Users can host container repositories in their Projects using the GitLab Container Registry.

The modeling can be simplified with:

flowchart LR
  p(Project)--1:n--- cr(Container Repository)
  cr--1:n--- t(tag)

Easy, right? Well, we have a few challenges (simplified):

  • ContainerRepository data is hosted on the rails backend and the container registry.
  • Tag on the other hand, only exists in the container registry.

When we read a container repository on the rails side, we can't know in advance how many tags we have there. To know that, we need to call the container registry API to have the list of tags.

Now, let's say that a user clicks on the destroy button of a container repository on the rails side. We have a few things to do to complete this operation (simplified):

  1. Delete all tags.
    • We need to call one DELETE endpoint per tag here as the container registry API doesn't have a delete tags in bulk endpoint (yet).
  2. Delete the container repository.
    • We have to call one DELETE endpoint in the container registry API.
    • We have to remove the related row from the database.

The above is quite involved, so this operation is delayed to a background worker.

The current worker (DeleteContainerRepository) will simply walk through steps (1.) and (2.).

Now, on gitlab.com we have some heavy container repositories (with close to 100 000 tags). That step (1.) will certainly take time. On top of that, (1.) is doing many network requests (recall that DELETE request per tag) to the container registry that can fail due to restarts, hiccups or other. As such, (1.) have some good chances to fail.

The problem with that is that the current implementation is ignoring some some of those failures and still executing (2.) 😱. This is not great as it leaves some 👻 tags in the container registry (eg. we don't have the related container repository in the rails side anymore).
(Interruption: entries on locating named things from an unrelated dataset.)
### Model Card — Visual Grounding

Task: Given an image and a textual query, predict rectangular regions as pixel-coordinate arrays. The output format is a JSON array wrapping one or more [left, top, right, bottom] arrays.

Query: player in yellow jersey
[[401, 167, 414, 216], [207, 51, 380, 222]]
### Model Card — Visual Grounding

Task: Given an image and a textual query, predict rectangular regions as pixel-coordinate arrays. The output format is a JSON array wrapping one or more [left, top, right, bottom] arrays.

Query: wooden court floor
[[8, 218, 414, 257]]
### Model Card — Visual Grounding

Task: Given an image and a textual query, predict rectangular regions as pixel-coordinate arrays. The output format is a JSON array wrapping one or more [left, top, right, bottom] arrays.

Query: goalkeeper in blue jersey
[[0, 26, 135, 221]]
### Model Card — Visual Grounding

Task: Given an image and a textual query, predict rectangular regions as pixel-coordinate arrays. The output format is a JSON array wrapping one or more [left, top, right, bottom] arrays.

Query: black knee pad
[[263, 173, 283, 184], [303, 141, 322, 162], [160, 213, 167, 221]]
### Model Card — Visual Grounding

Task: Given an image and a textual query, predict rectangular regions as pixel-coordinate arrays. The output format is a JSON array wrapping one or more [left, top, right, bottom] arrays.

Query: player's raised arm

Another problem is that the worker could be terminated due to a long running job and will never retried the delete operations. Container repositories will be marked as "pending destruction" in the UI as we have a status field on the container repository to indicate if a repository is being deleted or not.

In very short words, (1.) is not reliable and causes quite a few issues. This is issue #217702 (closed).

See #217702 (closed)

🚛 Data migration

We created new background jobs to more accurately delete container repositories based on the delete_scheduled status. (see !101946 (merged))

Before enabling that job and watch all the delete_scheduled container repositories being removed, we need to take care of a data situation: container repositories can be marked as delete_scheduled (eg. pending destruction) on the rails side but that does mean that users can still continue to push tags to it (directly to the container registry). See #217702 (comment 510937428).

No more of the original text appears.